Ingo Metzmacher

La versione di Ingo

 di Roberta Pedrotti

Ingo Metzmacher debutta a Bologna con un bel programma articolato fra Stravinskij e Mozart.

BOLOGNA, 23 febbraio 2017 - Da Stravinskij a Mozart e ritorno, due brani ciascuno, incorniciati l’uno nell’altro, con l’onore bilanciato di un brano breve d’apertura (Circus Polka e Ouverture da Die Zauberflöte) e un pezzo forte di almeno mezz’ora (Sinfonia n.39 K 543 e Petruška), entrambi presenti con partiture fra loro connesse, vuoi per i richiami al mondo popolare ed esuberante di fiere circhi e teatrini di marionette da una parte, vuoi per la strettissima parentela fra il Singspiel e la Sinfonia. Il programma è, insomma, davvero bello e ben congegnato, sapiente rete di richiami e affinità; a reggerne le fila ci vuole, però, la bacchetta giusta, la bacchetta che abbiamo incontrato nel debutto bolognese di Ingo Metzmacher.

La fama e la carriera del maestro tedesco si confermano ampiamente meritate quando si ammirano la sicurezza tecnica e l’autorevolezza nel controllo dell’orchestra, spinta a una particolare concentrazione, ma anche e soprattutto l’energia propulsiva del suo gesto coinvolgente e del suo fraseggio, che si dipana come un flusso continuo, mai omogeneo o scontato.

Quello di Metzmacher è un Mozart che non passa inosservato e non si dimentica, chiarissimo nel disegno, ricco nel suono, ma con una sorta di nervosismo sottopelle che si scrolla di dosso ogni morbida levigatezza e fa emergere un gioco di equilibri e incastri metrici capace di sorprendere e intrigare. Originale, insolito, ma non bizzarro, sempre sostenuto da una limpida coerenza.

Con Stravinskij, poi, il direttore va a nozze, da esperto e amante della musica del Novecento e dei giorni nostri, e ne scontorna le prospettive cubiste, i risvolti inquieti dei colori festosi, le combinazioni ardite di frammenti popolari, l’estro ferino del ritmo, l’imprevista levità lirica.

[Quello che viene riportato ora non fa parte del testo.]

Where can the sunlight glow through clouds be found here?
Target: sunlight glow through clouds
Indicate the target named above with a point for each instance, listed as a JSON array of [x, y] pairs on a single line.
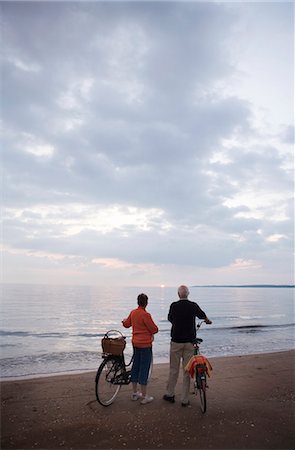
[[35, 146], [73, 218]]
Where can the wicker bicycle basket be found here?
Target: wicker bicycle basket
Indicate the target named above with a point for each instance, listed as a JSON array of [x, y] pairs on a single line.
[[113, 345]]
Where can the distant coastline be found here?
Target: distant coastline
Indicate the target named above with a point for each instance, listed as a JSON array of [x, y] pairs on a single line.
[[246, 285]]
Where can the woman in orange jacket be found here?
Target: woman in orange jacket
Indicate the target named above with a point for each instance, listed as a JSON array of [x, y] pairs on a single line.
[[143, 330]]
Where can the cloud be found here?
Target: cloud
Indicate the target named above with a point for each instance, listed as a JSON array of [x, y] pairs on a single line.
[[129, 142]]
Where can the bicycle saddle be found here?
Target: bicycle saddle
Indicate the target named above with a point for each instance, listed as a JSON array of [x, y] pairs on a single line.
[[197, 341]]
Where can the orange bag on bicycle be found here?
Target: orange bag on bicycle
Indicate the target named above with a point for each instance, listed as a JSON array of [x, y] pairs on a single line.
[[199, 363]]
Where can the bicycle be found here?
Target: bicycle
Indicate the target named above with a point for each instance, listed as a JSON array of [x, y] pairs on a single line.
[[200, 381], [112, 374]]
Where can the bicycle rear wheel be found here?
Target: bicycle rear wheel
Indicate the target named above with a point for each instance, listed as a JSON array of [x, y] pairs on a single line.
[[202, 393], [106, 388]]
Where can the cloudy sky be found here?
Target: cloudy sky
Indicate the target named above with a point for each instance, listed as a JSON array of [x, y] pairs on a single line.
[[147, 143]]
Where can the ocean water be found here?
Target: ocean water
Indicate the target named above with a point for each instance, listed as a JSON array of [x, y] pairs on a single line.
[[57, 329]]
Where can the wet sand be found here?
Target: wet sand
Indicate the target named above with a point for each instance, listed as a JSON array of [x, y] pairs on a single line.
[[250, 406]]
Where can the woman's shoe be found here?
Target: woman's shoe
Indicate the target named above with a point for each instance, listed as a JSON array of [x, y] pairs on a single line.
[[146, 400]]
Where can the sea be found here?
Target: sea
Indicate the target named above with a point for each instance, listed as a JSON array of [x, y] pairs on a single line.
[[48, 330]]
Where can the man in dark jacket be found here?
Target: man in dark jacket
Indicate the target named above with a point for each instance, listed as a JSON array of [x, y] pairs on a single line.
[[182, 315]]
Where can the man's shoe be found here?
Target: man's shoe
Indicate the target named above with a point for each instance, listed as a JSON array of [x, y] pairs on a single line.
[[169, 398], [185, 404]]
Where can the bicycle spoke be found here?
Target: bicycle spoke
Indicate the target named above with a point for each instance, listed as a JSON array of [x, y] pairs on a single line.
[[105, 383]]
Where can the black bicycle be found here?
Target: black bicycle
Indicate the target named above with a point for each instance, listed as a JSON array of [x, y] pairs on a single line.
[[200, 381], [112, 374]]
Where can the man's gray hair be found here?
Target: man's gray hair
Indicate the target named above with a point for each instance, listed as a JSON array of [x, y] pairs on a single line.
[[183, 291]]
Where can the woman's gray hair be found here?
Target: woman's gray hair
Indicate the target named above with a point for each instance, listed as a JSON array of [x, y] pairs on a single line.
[[183, 291]]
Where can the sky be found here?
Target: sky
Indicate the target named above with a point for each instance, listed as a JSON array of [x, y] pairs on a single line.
[[147, 143]]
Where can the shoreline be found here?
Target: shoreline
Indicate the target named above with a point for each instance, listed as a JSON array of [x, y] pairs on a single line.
[[250, 398], [85, 371]]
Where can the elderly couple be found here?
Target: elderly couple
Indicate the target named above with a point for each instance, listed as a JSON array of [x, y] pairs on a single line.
[[182, 315]]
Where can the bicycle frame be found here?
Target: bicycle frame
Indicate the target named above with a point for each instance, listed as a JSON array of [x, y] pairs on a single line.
[[200, 382]]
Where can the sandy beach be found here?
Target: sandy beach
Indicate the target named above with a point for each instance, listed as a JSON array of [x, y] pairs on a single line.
[[250, 406]]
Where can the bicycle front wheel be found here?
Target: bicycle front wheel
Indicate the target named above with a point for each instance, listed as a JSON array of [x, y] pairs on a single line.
[[106, 388], [202, 393]]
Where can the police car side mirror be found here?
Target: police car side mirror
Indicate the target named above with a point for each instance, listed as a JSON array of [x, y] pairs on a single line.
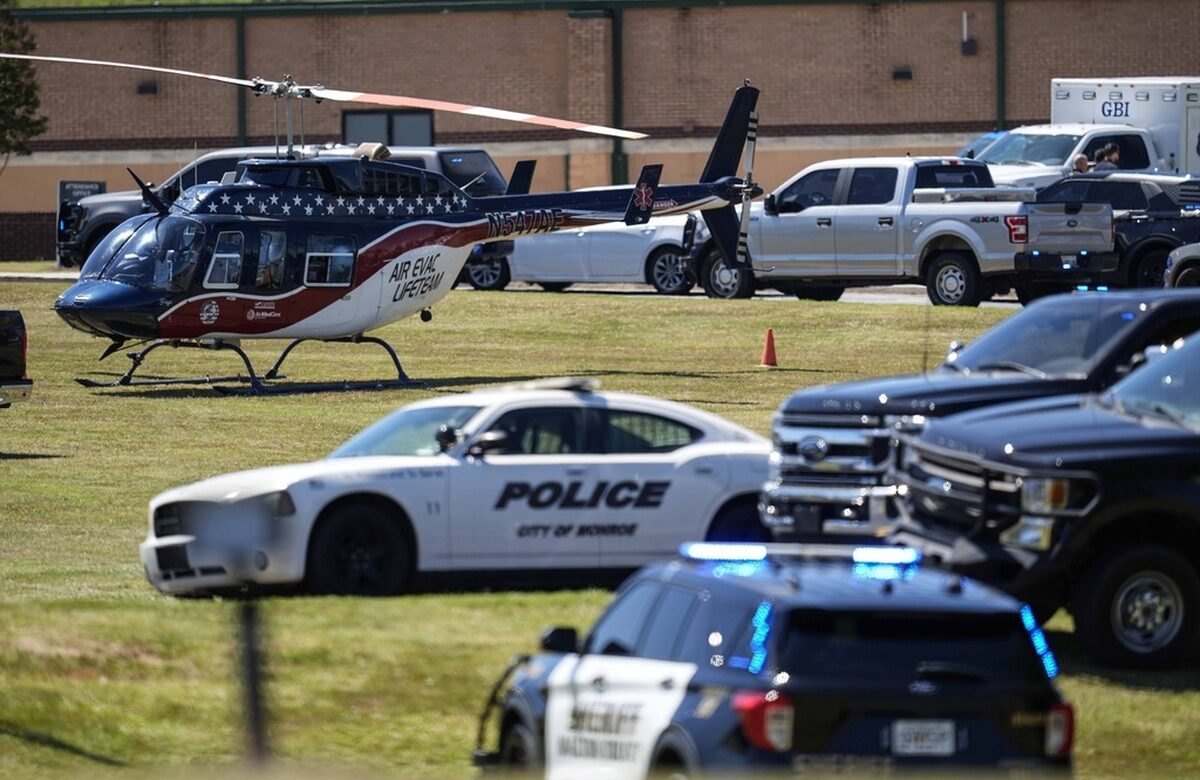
[[489, 442], [447, 437], [561, 640]]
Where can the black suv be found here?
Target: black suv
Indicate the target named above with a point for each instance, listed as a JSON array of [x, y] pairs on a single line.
[[828, 473], [741, 657], [1086, 502]]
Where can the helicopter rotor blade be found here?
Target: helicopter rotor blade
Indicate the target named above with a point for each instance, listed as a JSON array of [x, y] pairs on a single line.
[[400, 101], [291, 89], [71, 60]]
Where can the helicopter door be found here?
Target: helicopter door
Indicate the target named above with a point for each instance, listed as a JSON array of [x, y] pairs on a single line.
[[329, 267]]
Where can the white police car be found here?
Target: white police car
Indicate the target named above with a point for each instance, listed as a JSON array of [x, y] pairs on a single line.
[[545, 477], [821, 658]]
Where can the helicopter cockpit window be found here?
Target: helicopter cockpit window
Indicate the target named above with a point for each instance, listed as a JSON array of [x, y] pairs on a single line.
[[161, 255], [273, 250], [329, 261], [225, 270]]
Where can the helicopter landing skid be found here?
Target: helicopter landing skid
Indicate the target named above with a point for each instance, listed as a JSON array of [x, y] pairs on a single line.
[[129, 381], [253, 383]]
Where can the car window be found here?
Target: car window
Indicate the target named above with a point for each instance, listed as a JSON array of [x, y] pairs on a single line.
[[543, 431], [225, 270], [639, 432], [329, 261], [718, 635], [1121, 195], [889, 646], [672, 613], [873, 186], [814, 190], [1068, 191], [618, 630]]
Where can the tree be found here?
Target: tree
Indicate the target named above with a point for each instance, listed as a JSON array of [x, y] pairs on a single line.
[[19, 119]]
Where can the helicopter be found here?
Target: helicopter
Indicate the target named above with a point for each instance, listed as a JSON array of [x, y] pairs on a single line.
[[325, 249]]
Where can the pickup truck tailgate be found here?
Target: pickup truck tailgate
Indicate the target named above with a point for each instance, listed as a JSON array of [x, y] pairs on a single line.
[[1069, 227]]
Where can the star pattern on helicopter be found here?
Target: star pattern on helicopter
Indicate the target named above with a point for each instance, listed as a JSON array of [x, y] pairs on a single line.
[[231, 202]]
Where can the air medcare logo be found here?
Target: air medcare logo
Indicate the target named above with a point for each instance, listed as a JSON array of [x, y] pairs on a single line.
[[209, 312]]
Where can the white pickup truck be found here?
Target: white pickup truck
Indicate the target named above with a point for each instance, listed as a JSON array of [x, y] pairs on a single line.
[[898, 220]]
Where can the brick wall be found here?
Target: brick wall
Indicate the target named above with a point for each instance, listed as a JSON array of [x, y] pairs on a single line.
[[27, 237]]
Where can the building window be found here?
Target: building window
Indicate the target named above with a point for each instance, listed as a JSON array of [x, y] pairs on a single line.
[[390, 127]]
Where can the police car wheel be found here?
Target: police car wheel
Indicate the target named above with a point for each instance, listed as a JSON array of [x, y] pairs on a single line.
[[519, 748], [738, 522], [953, 280], [358, 551], [491, 274], [1138, 607]]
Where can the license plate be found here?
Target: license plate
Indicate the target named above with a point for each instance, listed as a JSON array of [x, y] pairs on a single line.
[[923, 737]]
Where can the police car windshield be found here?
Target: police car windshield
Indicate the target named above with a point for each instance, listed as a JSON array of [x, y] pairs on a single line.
[[406, 432], [161, 255], [1021, 148], [1061, 336], [875, 646], [1164, 389]]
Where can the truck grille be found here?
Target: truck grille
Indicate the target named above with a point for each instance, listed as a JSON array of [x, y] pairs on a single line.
[[957, 492], [835, 449]]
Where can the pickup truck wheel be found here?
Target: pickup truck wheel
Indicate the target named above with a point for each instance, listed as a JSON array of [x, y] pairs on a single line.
[[953, 280], [1138, 607], [358, 551], [725, 281], [819, 293], [489, 275], [666, 270], [1151, 269], [1188, 277]]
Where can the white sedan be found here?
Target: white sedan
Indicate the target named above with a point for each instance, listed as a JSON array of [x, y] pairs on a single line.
[[545, 477], [651, 253]]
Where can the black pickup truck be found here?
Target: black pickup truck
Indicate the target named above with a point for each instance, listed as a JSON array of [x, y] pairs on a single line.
[[828, 473], [1090, 503], [1152, 215], [15, 383]]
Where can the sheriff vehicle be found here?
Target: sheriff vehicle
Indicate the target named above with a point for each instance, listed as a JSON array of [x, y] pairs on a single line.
[[546, 477], [787, 658]]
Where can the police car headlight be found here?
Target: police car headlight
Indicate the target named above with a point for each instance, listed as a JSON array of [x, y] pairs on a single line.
[[1030, 532], [774, 467]]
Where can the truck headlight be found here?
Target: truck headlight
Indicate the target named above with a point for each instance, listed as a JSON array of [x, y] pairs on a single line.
[[1030, 532], [1045, 496]]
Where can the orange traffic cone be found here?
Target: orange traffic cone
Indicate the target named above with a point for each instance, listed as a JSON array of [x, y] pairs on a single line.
[[768, 351]]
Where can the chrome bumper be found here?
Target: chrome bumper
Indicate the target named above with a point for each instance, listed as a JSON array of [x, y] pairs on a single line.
[[810, 510]]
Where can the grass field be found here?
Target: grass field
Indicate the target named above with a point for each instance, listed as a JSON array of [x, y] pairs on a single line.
[[100, 675]]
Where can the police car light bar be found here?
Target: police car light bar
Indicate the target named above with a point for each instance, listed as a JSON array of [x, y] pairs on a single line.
[[735, 551]]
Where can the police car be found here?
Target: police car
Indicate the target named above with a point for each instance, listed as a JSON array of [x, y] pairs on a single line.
[[787, 658], [552, 475]]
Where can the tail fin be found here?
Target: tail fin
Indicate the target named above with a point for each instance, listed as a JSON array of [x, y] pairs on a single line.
[[522, 178], [641, 203], [730, 142]]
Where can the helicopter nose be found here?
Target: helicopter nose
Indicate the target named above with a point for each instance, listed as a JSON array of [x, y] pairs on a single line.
[[109, 309]]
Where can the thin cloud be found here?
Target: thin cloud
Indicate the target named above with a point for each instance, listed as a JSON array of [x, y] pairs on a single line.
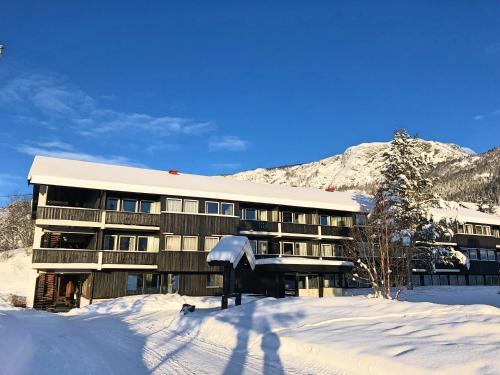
[[227, 143], [57, 99], [485, 115]]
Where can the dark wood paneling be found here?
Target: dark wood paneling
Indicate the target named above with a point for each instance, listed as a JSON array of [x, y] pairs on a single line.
[[64, 256], [258, 226], [198, 224], [128, 257], [335, 231], [299, 228], [184, 261], [68, 213]]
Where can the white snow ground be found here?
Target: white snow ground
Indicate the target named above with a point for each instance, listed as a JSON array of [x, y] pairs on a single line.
[[440, 330]]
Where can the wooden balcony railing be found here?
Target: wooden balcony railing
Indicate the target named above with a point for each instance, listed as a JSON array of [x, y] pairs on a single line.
[[258, 226], [132, 218], [299, 228], [68, 213]]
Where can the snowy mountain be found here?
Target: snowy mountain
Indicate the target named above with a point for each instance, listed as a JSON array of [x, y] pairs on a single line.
[[359, 167]]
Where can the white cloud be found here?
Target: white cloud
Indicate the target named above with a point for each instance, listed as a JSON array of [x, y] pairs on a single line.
[[66, 151], [58, 99], [485, 115], [227, 143]]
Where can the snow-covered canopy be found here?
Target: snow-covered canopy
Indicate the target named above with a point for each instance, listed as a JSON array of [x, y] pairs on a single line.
[[73, 173], [231, 249]]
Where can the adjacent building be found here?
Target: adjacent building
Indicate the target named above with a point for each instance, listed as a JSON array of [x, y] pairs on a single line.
[[104, 231]]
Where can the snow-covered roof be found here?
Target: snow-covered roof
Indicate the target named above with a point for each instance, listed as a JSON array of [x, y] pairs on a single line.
[[305, 261], [231, 249], [73, 173], [464, 215]]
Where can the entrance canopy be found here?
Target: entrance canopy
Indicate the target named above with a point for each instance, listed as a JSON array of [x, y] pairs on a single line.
[[230, 250]]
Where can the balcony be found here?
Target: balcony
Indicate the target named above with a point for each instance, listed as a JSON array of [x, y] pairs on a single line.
[[132, 218], [258, 226], [92, 259], [75, 214]]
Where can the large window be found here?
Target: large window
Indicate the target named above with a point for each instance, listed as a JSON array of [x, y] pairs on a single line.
[[190, 206], [129, 205], [212, 208], [227, 209], [146, 207], [142, 243], [112, 204], [127, 243], [109, 242], [210, 243], [189, 243], [172, 242], [174, 205], [135, 282]]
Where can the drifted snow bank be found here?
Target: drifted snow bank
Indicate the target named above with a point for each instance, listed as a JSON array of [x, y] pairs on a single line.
[[353, 335]]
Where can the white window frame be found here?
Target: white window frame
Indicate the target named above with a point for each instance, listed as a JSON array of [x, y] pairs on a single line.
[[184, 238], [171, 236], [174, 200], [206, 207], [133, 242], [212, 238], [191, 200]]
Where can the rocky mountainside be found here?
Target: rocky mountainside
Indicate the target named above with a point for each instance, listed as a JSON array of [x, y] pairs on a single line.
[[460, 175]]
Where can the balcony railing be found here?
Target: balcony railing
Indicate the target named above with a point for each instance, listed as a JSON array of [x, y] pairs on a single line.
[[132, 218], [258, 226], [68, 213]]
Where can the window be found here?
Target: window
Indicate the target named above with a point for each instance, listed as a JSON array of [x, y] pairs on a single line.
[[127, 243], [109, 242], [299, 218], [301, 248], [189, 243], [146, 207], [263, 247], [135, 283], [287, 217], [152, 283], [174, 205], [190, 206], [142, 244], [483, 254], [112, 204], [324, 220], [212, 208], [129, 205], [172, 243], [210, 242], [227, 209], [250, 214], [288, 248], [326, 250], [214, 281]]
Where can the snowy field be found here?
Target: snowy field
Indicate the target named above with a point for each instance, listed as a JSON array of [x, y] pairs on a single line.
[[441, 330]]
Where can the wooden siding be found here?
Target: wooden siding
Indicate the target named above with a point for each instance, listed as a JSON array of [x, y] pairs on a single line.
[[64, 256], [128, 257], [184, 261], [68, 213], [258, 226], [132, 218], [299, 228], [198, 225]]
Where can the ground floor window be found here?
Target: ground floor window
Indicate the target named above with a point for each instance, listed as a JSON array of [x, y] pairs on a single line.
[[135, 283]]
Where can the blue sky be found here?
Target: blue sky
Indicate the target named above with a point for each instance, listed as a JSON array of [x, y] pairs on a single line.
[[218, 87]]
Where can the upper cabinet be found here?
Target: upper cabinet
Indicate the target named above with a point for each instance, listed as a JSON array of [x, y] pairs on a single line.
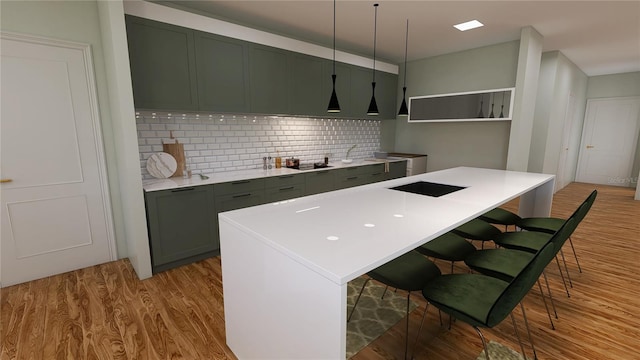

Alla singolare, spiccata personalità, che appone una firma a ogni interpretazione e lascia un segno sempre propositivo, si unisce il pragmatismo di chi sa calibrare esattamente le proprie esigenze per raggiungere lo scopo prefisso nel modo più efficace. L’orchestra del Comunale è condotta così nell’arduo cimento (soprattutto stravinskijano) con guida sicura che non si lancia in temerari voli senza rete: lo confermano la cura delle arcate, la pulizia delle percussioni, la prova di fiati e ottoni, magari non sempre scintillanti nota per nota, ma saldi precisi e senza intoppi, anzi, con qualche bell’inciso della tromba, per esempio.

Buon successo, meritato, con l’auspicio di approfondire la conoscenza di Metzmacher anche sui nostri lidi italiani.